Erdogan: Ottoman language will be taught, whether they like it or not

ANKARA: President Recep Tayyip Erdogan has rejected debating a proposal to teach the Ottoman language in compulsory classes at high schools, saying it will be taught whether critics like it or not.

Addressing the Fifth Religion Council hosted by Turkey’s Religious Affairs Directorate, Erdogan defended the proposed classes saying that learning the Ottoman language will restore severed ties with “our roots.”

“They ask, ‘Are we going to learn how to read what’s written on gravestones?’ History rests in those gravestones. Can there be a bigger weakness than this? This [shift from the Ottoman language] was equal to the severing of our jugular veins. It is a disaster that this nation, which had superior scientific qualities, lost its wisdom,” Erdogan said, pointing out that the Ottoman language is “not a foreign language.”

“There are those who do not want this to be taught. This is a great danger. Whether they like it or not, the Ottoman language will be learned and taught in this country. This religion has a guardian. And this guardian will protect this religion till the end of time,” he said.

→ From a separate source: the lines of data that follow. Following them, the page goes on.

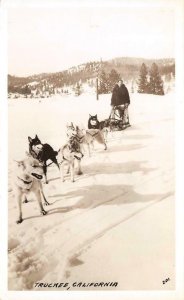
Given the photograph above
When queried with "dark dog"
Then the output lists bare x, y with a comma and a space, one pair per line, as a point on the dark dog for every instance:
42, 152
93, 123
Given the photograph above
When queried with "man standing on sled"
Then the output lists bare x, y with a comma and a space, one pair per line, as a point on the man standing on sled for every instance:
120, 100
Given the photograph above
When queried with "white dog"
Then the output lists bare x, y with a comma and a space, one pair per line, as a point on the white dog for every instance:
27, 177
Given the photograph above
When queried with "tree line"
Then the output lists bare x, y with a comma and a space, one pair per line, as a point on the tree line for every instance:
149, 81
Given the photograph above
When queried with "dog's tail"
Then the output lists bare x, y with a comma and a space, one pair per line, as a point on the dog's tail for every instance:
56, 152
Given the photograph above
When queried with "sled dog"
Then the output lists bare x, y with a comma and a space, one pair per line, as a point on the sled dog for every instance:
68, 154
94, 123
42, 152
89, 136
27, 177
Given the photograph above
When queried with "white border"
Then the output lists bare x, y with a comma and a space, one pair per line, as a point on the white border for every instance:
178, 293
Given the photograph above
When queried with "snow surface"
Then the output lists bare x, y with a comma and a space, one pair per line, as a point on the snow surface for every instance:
116, 222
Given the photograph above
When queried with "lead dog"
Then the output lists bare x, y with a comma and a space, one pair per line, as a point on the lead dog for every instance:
104, 126
89, 136
27, 178
42, 152
69, 154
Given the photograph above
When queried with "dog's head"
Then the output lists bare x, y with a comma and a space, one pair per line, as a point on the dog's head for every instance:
70, 130
74, 147
35, 144
29, 168
93, 120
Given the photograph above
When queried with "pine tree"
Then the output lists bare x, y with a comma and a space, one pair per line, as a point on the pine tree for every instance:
155, 83
103, 83
143, 79
113, 78
78, 89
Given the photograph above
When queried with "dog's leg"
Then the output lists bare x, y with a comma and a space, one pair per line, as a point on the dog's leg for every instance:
44, 198
68, 170
62, 172
45, 172
89, 152
19, 199
38, 197
79, 172
56, 162
25, 200
72, 171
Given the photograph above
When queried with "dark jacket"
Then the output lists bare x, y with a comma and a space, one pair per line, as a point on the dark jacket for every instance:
115, 95
120, 95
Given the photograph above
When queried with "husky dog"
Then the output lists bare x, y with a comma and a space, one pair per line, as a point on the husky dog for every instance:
68, 154
70, 130
89, 136
94, 123
27, 178
42, 152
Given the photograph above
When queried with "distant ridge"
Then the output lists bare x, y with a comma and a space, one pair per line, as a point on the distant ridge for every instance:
127, 67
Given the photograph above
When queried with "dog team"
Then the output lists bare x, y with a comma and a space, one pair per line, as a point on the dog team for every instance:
30, 171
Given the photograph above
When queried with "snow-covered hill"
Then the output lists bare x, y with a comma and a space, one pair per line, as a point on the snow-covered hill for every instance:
116, 222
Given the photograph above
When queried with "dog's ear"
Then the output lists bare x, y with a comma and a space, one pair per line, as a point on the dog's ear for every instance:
19, 162
28, 154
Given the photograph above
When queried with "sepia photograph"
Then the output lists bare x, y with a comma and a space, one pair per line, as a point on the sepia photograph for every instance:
91, 96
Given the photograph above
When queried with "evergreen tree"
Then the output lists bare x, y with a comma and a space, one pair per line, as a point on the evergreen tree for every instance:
113, 78
78, 89
155, 83
103, 83
143, 79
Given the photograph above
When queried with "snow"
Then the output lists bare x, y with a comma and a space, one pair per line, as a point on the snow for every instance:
116, 222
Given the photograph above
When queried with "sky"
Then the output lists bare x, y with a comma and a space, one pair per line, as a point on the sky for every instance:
54, 39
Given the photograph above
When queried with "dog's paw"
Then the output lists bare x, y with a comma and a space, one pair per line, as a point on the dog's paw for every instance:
19, 221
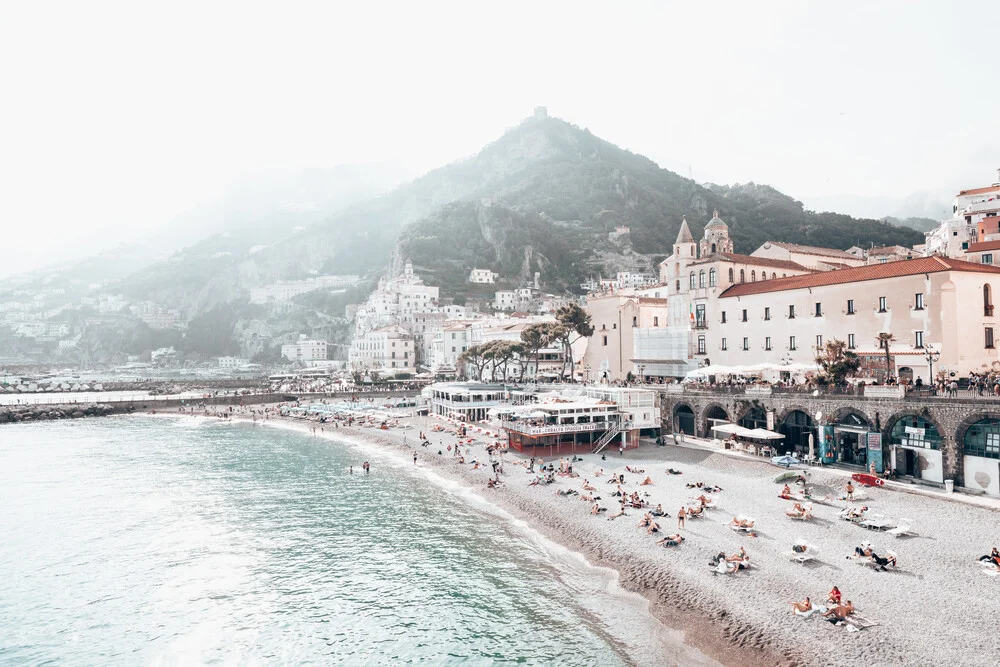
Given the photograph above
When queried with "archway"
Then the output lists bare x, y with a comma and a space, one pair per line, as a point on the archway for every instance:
981, 453
713, 415
915, 443
684, 418
797, 426
850, 438
753, 418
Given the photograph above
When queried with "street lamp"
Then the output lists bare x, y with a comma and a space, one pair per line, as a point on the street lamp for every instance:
931, 355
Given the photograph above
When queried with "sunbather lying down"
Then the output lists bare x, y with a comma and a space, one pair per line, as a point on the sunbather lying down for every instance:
671, 540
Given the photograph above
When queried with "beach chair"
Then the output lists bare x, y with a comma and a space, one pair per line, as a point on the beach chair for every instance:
804, 556
878, 522
903, 529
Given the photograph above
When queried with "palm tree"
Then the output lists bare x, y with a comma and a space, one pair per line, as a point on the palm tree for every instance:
884, 339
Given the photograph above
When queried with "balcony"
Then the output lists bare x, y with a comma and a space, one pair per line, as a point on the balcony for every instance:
555, 429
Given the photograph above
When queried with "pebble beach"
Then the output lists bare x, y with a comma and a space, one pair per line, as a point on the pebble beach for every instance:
937, 606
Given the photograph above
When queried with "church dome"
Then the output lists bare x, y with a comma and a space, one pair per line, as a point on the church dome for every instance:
716, 222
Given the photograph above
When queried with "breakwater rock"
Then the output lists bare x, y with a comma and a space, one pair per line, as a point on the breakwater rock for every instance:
28, 413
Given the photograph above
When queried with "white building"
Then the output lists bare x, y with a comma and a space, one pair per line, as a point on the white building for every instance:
482, 276
305, 350
970, 208
231, 362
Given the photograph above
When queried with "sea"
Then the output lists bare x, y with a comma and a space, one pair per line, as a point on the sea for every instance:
154, 540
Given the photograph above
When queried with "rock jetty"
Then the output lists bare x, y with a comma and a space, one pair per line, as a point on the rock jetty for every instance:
28, 413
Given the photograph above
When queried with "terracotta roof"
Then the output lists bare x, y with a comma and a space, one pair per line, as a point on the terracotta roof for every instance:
813, 250
985, 245
980, 191
908, 267
750, 260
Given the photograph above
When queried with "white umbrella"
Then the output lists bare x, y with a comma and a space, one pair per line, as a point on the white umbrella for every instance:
735, 429
764, 434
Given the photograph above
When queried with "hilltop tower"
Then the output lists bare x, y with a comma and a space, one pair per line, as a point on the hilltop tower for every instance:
684, 246
716, 237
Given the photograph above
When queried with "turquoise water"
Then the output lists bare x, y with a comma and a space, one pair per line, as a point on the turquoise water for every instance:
142, 540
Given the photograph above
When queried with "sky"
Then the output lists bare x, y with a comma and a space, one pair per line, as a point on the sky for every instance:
118, 116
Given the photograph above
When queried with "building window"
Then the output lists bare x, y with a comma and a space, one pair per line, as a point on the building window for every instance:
700, 321
983, 439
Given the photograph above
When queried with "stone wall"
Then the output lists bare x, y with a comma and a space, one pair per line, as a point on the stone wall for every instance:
951, 416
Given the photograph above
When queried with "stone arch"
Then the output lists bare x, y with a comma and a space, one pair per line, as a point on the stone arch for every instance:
712, 411
683, 418
840, 413
951, 465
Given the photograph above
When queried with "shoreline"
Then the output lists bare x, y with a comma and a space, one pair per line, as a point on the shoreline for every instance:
744, 618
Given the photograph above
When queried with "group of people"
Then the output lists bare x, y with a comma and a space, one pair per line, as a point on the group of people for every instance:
836, 612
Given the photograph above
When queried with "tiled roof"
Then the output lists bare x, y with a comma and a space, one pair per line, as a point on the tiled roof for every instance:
813, 250
980, 191
985, 245
751, 260
908, 267
765, 261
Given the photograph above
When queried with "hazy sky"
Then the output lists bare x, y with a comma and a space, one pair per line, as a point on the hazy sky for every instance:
117, 116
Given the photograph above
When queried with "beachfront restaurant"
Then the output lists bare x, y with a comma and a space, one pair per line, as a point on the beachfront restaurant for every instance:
567, 427
468, 401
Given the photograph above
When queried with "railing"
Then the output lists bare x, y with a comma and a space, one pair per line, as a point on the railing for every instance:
557, 428
892, 391
603, 441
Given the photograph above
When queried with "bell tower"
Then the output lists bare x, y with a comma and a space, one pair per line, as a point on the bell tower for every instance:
716, 239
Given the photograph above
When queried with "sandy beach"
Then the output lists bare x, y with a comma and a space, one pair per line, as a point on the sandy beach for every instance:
936, 607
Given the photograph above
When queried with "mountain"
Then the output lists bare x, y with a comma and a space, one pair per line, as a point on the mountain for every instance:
547, 197
542, 198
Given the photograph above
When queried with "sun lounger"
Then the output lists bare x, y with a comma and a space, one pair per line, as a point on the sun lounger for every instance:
804, 556
903, 529
877, 522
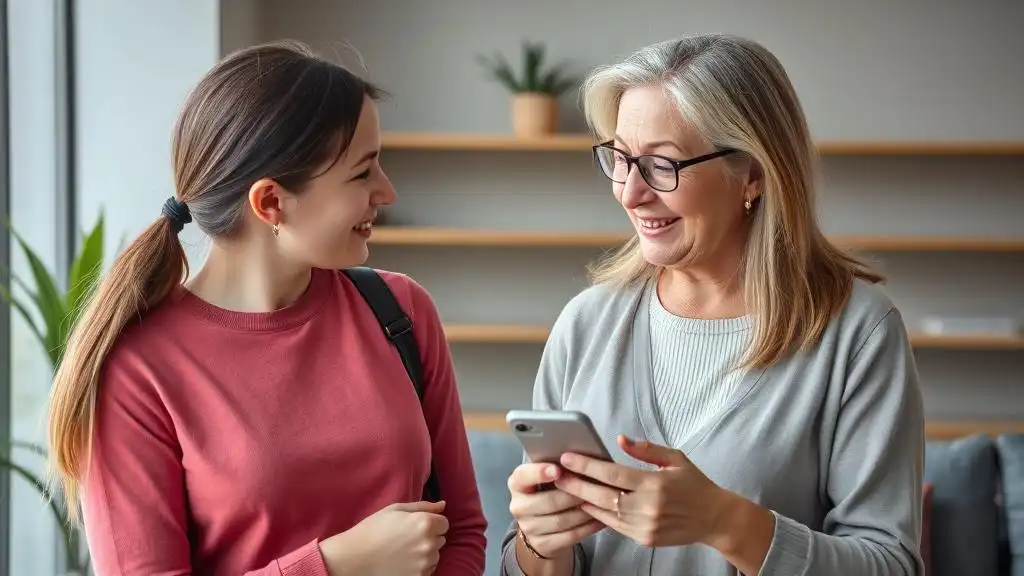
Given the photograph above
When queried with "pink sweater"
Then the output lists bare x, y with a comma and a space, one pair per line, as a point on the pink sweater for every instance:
230, 443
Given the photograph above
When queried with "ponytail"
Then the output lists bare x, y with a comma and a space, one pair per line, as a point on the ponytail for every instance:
140, 277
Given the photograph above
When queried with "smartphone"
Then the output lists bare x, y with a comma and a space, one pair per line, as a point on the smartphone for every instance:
546, 435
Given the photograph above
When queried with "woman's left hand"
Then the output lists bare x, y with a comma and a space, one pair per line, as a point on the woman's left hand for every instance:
672, 506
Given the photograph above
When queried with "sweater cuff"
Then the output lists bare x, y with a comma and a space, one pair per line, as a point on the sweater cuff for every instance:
306, 561
790, 550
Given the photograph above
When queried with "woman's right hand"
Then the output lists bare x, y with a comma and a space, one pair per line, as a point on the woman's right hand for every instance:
551, 520
402, 538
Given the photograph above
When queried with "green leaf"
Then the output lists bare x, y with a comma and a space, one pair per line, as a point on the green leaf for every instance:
85, 272
37, 483
36, 449
501, 70
48, 300
534, 77
532, 57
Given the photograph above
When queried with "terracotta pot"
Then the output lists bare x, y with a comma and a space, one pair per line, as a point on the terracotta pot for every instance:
534, 114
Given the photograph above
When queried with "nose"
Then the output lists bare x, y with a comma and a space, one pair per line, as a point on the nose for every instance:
635, 191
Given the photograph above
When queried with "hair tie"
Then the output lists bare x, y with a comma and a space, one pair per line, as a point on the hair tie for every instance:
177, 212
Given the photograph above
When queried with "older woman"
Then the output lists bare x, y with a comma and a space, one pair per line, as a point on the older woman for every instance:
756, 387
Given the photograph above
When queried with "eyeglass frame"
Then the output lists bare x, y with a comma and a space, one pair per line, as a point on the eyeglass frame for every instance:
635, 160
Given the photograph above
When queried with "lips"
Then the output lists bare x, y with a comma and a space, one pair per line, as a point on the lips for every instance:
655, 223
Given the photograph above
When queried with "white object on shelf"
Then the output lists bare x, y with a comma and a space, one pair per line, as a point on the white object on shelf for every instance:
981, 326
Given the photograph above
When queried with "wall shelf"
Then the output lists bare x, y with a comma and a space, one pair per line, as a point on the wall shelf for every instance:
583, 142
538, 333
934, 429
415, 236
465, 237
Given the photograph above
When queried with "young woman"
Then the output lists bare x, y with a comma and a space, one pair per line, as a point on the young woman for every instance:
256, 419
757, 389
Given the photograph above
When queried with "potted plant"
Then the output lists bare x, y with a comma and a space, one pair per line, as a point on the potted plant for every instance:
50, 315
535, 92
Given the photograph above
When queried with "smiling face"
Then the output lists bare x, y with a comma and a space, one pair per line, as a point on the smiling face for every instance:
329, 222
705, 214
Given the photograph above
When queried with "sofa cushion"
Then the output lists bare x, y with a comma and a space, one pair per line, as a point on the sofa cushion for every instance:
495, 454
1011, 451
964, 523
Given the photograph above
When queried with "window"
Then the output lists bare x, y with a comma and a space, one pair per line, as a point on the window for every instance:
36, 193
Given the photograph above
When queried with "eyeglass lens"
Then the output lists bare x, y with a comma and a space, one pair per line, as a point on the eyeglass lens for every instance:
657, 172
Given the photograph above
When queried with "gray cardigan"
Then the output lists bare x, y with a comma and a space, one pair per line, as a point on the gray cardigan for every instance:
830, 440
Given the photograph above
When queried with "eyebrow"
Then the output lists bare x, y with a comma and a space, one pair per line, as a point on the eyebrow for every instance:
653, 145
367, 157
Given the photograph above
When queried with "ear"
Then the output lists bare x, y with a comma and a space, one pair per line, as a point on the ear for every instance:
266, 201
754, 182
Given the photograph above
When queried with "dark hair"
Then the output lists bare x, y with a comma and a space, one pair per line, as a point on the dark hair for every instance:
273, 111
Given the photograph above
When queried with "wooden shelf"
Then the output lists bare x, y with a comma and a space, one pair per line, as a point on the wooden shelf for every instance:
538, 333
398, 235
483, 142
965, 342
462, 237
583, 142
935, 429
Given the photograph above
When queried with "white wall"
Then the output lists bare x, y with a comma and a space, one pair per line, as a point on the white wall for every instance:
33, 204
866, 70
135, 63
130, 85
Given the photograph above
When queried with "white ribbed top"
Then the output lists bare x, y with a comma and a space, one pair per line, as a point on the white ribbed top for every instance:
693, 364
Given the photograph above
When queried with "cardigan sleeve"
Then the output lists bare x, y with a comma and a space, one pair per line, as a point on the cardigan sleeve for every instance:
133, 496
875, 475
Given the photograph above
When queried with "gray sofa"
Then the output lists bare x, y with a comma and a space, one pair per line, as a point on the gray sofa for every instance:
974, 508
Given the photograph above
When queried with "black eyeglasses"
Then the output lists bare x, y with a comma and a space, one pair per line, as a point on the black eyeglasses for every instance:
659, 172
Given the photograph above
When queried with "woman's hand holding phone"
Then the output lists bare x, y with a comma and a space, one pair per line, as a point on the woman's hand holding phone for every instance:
550, 521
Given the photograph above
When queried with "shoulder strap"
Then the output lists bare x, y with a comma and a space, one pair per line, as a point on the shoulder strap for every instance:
398, 329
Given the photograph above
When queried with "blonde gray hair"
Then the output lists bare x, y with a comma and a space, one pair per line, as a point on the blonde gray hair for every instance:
734, 93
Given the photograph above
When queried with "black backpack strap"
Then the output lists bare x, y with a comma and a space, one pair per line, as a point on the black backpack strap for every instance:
398, 329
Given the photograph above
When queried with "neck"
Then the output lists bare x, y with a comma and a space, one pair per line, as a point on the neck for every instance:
711, 289
247, 278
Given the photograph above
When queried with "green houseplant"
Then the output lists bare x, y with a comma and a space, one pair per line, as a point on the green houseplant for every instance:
535, 91
50, 315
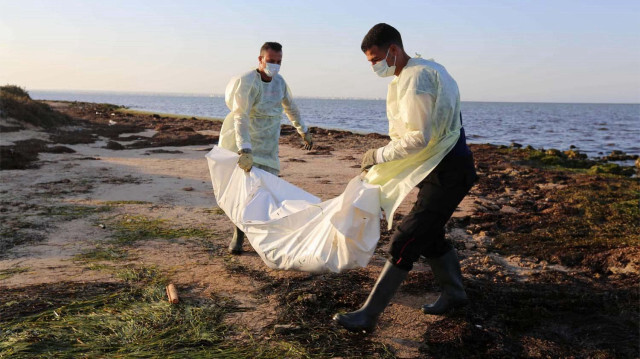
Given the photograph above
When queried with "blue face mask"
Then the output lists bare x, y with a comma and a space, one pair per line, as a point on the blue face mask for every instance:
271, 70
382, 69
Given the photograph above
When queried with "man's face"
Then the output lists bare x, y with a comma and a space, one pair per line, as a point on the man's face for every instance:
270, 56
376, 54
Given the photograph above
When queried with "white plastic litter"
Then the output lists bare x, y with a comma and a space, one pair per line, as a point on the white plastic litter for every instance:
292, 229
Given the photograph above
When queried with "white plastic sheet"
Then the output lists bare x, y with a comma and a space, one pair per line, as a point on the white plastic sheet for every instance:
292, 229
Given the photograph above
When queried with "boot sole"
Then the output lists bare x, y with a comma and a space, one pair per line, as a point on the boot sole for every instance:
447, 311
365, 330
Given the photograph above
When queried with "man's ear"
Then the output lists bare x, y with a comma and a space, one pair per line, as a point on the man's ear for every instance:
394, 49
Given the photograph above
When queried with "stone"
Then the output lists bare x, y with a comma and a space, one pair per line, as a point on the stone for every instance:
508, 210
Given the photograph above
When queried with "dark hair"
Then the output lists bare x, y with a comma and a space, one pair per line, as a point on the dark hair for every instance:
381, 35
270, 46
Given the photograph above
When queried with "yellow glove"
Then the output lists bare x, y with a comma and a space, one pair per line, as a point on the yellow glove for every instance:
246, 159
369, 159
308, 142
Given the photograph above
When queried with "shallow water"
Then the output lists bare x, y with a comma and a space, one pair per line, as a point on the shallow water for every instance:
593, 128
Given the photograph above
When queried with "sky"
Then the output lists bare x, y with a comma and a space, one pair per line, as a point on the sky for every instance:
515, 51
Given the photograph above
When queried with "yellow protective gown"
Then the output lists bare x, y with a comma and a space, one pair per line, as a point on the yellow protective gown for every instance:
256, 111
423, 109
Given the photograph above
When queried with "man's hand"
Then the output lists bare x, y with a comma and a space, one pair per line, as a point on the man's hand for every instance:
369, 159
308, 142
246, 159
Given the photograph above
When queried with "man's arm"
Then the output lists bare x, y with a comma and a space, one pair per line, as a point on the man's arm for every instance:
292, 112
243, 99
417, 109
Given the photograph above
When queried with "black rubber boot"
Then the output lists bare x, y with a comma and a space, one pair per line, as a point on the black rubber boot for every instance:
365, 318
446, 270
235, 247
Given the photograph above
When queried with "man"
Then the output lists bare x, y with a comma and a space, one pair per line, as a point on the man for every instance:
252, 128
423, 109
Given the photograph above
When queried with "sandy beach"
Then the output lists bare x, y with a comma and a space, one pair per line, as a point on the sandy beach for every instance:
550, 255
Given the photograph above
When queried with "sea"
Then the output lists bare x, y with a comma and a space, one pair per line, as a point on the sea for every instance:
594, 129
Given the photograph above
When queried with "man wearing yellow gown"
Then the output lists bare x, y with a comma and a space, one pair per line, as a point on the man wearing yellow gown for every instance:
257, 100
427, 149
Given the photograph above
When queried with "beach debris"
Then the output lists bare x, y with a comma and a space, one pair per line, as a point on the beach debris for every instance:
113, 145
172, 294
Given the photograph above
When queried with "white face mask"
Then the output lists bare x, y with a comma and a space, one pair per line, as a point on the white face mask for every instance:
382, 69
270, 69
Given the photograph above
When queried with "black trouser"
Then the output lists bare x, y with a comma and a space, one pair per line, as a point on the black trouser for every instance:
421, 232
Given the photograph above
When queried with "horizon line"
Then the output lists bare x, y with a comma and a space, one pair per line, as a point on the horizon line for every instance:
201, 94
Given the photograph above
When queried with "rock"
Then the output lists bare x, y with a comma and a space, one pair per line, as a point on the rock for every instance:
285, 328
508, 210
60, 149
113, 145
553, 152
571, 154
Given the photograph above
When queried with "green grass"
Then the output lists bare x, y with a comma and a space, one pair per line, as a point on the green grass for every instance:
130, 229
6, 273
17, 104
75, 211
120, 203
170, 115
134, 320
569, 160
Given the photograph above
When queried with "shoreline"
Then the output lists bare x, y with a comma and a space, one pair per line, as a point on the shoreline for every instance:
108, 209
615, 156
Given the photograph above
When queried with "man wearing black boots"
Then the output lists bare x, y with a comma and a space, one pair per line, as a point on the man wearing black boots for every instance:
421, 98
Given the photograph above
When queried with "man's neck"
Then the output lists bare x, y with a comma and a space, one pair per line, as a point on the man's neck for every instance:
264, 76
402, 61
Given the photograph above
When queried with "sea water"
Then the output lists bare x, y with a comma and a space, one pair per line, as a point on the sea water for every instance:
595, 129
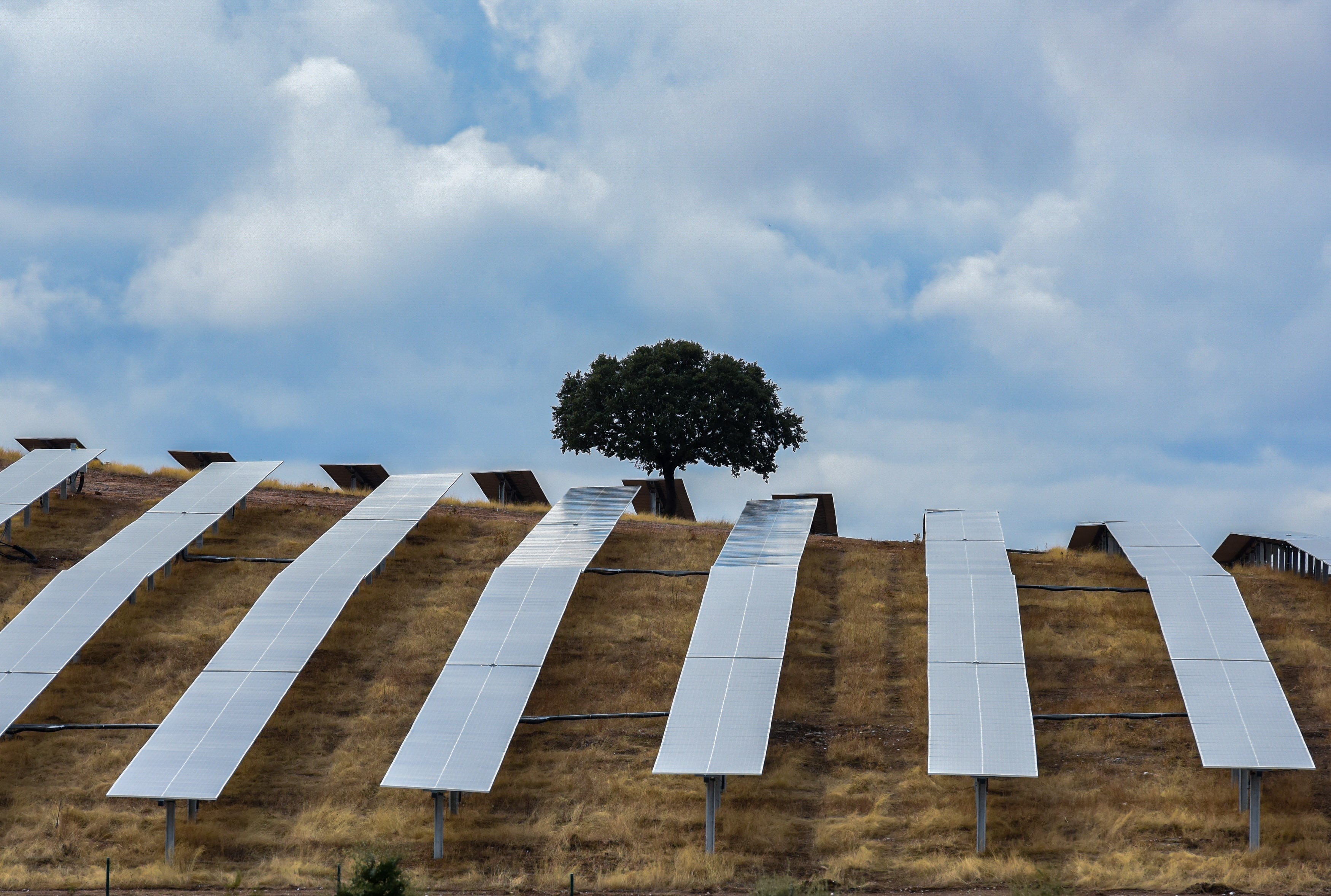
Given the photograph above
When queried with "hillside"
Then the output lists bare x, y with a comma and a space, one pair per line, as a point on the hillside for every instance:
846, 795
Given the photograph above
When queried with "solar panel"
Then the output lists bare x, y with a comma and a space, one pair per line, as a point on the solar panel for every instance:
1238, 712
357, 476
462, 733
200, 460
511, 486
980, 722
722, 713
207, 734
651, 500
824, 518
37, 473
56, 624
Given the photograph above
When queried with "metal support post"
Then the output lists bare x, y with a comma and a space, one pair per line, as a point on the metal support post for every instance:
982, 814
714, 801
171, 831
1254, 810
438, 825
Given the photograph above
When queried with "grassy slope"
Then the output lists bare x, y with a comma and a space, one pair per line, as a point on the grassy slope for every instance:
846, 795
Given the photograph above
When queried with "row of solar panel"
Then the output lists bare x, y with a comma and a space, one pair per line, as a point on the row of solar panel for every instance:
474, 707
979, 699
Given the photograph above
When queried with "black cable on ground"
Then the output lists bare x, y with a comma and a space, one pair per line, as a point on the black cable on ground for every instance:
48, 729
1072, 717
29, 557
583, 717
1081, 588
671, 573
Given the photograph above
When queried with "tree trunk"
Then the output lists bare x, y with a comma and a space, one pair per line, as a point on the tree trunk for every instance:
671, 501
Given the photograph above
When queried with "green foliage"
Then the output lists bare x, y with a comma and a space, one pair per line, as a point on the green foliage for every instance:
787, 886
376, 877
674, 404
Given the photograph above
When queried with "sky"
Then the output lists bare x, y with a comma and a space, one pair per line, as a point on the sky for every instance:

“The scholars of Turkey still stand tall despite the pressure and efforts to sever our ties with our roots for the past 200 years,” the president said, referring to the period of the Tanzimat, which was marked by a series of reforms undertaken in the Ottoman Empire in the 19th century to modernize society along secular and bureaucratic lines.

Turkey’s National Education Council voted at the weekend on a proposal to introduce compulsory Ottoman language classes at religious imam-hatip high schools and as elective classes at other high schools, along with other proposals to make religious culture classes compulsory from the first grade on and axe bartending classes for vocational tourism high schools.

Erdogan said that a struggle in the West between the church and the state ended in religion being removed from the public sphere, and he claimed that it is still a matter of debate who was successful in this struggle and to what extent.

“As you know very well, the vacuum left by religion in the West was filled by phenomena that are considered religion by a significant majority, such as modernization, capitalism, money, technology, fashion and even science. Some Muslim countries, including most notably Turkey, unfortunately, have imitated debates between church and state and church and science, just like they imitated many other things as part of a Westernization process. In the West, the vacuum left by Christianity was filled with, say, the religion of citizenship. Similar attempts took place in predominantly Muslim countries,” Erdogan said.

He said that pious people have been systematically scorned in these lands for the past 200 years and that Islamophobia has been flamed both in the West and within the Islamic world, forcing the Muslim world and its intellectuals to remain in a “defensive position.”

According to Erdogan, he and his colleagues were subject to attacks for years because they were in a “struggle to instill self-confidence in this nation.”

“If we were made a target, this is not for nothing. This is because we have been asking the questions that have not been asked for the past 200 years,” he said, citing criticism he has received for a series of controversial remarks he recently made, such as the assertion that America was discovered by Muslims or that women and men are “not equal but equivalent.”